Back to our encounter. We found common ground, and continued to put the good patrolman at ease. We ending up discussing music for a few minutes – the merits of the Gibson SG over the Les Paul, etc. – and would have gone longer if we didn’t politely ask to get a move on before our bladders exploded. He said, “Look, I have to write you a ticket. You were doing 82 in a 55. I’m going to cite you for 5 over. Pay it by the end of the week and it won’t appear on your record. And slow down.”

Here’s what we didn’t do:

  • Plead for a reduced violation.

Reducing the violation is the cop’s call. Asking for it is like asking someone for a birthday gift. Tacky and ineffective.

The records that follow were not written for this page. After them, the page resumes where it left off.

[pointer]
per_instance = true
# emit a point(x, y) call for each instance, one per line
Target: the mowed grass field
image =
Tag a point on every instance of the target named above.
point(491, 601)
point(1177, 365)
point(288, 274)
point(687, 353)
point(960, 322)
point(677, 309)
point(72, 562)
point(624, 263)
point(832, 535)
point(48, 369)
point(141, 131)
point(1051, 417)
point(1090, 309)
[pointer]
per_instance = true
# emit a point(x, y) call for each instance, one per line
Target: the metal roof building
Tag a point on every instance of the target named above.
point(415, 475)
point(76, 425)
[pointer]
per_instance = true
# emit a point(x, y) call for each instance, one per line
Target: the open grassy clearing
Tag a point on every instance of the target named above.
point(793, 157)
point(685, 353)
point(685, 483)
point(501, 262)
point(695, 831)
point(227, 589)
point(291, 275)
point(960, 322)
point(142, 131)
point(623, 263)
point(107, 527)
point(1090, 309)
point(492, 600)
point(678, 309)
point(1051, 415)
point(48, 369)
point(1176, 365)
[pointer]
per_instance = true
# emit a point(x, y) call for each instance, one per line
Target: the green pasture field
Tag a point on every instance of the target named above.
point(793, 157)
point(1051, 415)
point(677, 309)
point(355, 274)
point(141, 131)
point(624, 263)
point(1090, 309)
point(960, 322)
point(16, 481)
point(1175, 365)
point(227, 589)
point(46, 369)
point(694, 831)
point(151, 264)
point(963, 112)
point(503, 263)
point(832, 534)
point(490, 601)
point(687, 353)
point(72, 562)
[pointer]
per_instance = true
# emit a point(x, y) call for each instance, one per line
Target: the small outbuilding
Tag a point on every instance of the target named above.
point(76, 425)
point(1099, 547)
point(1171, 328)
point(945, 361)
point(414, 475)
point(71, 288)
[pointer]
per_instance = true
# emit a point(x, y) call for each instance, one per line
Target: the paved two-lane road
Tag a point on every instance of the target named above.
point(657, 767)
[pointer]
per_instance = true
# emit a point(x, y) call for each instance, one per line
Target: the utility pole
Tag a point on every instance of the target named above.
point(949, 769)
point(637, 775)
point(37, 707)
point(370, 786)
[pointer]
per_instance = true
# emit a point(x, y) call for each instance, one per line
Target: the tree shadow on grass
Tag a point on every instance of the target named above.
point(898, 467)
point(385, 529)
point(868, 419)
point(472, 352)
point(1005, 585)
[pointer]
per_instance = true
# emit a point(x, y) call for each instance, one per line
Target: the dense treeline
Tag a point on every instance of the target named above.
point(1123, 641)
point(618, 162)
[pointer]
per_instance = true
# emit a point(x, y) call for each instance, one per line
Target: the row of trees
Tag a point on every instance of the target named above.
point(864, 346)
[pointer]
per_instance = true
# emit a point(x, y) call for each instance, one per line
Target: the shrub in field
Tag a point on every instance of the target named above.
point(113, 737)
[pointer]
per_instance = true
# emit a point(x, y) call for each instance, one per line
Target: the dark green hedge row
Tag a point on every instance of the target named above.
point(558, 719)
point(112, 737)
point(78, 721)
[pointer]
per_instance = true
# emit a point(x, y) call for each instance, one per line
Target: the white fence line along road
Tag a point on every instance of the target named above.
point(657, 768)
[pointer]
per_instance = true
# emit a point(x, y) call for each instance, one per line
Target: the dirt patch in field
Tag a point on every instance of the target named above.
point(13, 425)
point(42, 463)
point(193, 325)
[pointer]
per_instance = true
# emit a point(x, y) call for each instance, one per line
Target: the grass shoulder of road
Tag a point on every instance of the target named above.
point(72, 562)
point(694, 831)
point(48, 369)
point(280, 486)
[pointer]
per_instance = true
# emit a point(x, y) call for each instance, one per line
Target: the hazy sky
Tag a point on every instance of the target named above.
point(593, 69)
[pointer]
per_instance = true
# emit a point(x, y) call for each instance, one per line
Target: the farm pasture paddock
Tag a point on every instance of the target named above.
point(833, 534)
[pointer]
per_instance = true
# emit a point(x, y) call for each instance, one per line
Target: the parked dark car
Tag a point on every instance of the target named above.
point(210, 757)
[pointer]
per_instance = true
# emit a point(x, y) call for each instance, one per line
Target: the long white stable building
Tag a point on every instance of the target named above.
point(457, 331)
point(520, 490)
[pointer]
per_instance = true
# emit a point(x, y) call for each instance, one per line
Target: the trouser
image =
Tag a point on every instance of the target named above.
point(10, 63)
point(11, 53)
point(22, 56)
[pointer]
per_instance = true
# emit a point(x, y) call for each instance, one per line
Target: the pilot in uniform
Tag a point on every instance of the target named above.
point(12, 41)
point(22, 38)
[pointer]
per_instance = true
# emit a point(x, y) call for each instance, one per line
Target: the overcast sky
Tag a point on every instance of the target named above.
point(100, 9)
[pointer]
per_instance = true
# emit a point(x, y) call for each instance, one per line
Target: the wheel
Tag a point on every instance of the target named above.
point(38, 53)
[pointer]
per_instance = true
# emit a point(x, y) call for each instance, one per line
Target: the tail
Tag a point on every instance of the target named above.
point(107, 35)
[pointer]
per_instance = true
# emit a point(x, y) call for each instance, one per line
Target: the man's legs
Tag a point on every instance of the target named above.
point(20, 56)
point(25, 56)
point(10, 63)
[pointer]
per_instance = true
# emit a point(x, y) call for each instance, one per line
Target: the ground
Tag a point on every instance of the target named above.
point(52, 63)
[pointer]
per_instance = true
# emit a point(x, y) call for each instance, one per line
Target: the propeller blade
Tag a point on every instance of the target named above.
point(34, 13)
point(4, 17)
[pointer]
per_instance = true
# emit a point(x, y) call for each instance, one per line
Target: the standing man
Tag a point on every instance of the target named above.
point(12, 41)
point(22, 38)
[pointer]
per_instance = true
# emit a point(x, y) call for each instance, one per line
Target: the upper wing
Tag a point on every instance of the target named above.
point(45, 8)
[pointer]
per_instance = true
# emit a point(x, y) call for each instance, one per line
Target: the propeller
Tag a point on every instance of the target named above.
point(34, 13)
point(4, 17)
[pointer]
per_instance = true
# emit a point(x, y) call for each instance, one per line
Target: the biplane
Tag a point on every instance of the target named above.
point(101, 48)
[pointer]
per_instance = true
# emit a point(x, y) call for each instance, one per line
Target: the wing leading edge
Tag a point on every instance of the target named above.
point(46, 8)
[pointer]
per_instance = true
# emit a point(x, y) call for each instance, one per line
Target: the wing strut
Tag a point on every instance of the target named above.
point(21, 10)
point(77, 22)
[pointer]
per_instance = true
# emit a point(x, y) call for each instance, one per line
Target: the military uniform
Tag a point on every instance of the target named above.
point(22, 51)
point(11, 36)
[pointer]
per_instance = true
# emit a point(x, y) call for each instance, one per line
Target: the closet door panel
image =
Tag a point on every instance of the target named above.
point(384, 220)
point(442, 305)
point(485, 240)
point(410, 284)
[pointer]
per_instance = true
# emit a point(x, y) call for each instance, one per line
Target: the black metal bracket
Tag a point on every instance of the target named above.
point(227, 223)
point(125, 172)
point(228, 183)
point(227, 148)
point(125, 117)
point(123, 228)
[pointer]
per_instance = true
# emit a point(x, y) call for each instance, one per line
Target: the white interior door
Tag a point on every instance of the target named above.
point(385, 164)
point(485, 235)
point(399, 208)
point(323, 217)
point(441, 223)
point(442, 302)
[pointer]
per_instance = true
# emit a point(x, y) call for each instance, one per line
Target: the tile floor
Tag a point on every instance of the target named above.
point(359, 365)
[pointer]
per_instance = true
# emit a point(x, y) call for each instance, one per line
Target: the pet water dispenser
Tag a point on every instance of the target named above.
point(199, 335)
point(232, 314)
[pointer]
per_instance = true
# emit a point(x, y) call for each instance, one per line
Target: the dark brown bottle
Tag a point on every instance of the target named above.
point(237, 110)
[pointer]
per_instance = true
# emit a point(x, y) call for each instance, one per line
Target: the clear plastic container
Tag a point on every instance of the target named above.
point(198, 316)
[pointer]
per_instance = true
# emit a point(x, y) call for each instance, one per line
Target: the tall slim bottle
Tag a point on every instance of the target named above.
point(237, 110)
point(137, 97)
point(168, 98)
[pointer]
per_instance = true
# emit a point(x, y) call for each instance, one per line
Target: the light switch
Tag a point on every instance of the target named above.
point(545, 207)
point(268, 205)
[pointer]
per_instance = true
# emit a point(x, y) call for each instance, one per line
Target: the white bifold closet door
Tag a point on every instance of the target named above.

  • Curse, threaten to fight the ticket, come up with an idiotic excuse, or use the venerable “Good thing there are no murderers or rapists for you to arrest” line.

This should go without saying, but it’s rarely a good idea to antagonize someone who has the legal authority to make your life miserable.

As for the second incident, that was on a lonely stretch of interstate in an even more remote part of the West. The officer was in the median. The radar detector went off too late to do anything about the excessive speed.

Again, pulled over immediately and did everything listed above. Complimented the officer’s beat (“These wide open spaces are just too distracting”), and he agreed to write up a 20 mph excess as a 1-5 mph one.

Then it got better. He did the thing where he steps back to his car for a few minutes, forcing his quarry to sweat, then returned and said, “I noticed you don’t have a front plate. The state requires one. I’m going to write you up for that instead.”

At least in the state in question, “No front plate” results in a fine or points only if the driver doesn’t show proof of correction within a fixed period. That is, if you affix the front plate to the vehicle, then fax a picture of same to the court, they’ll drop the charges.

Yes, if you no longer know where your front plate is you could conceivably just put the back plate on the front and send a picture of that to the court. Not that we encourage that, or would ever dream of doing it ourselves.

See? You learn something new on this site every day. Under the right circumstances, driving without a front plate can reduce your violation to zero. Grab a flathead screwdriver and take a little more control of your financial future right now.

 

And if all this fails, have breasts.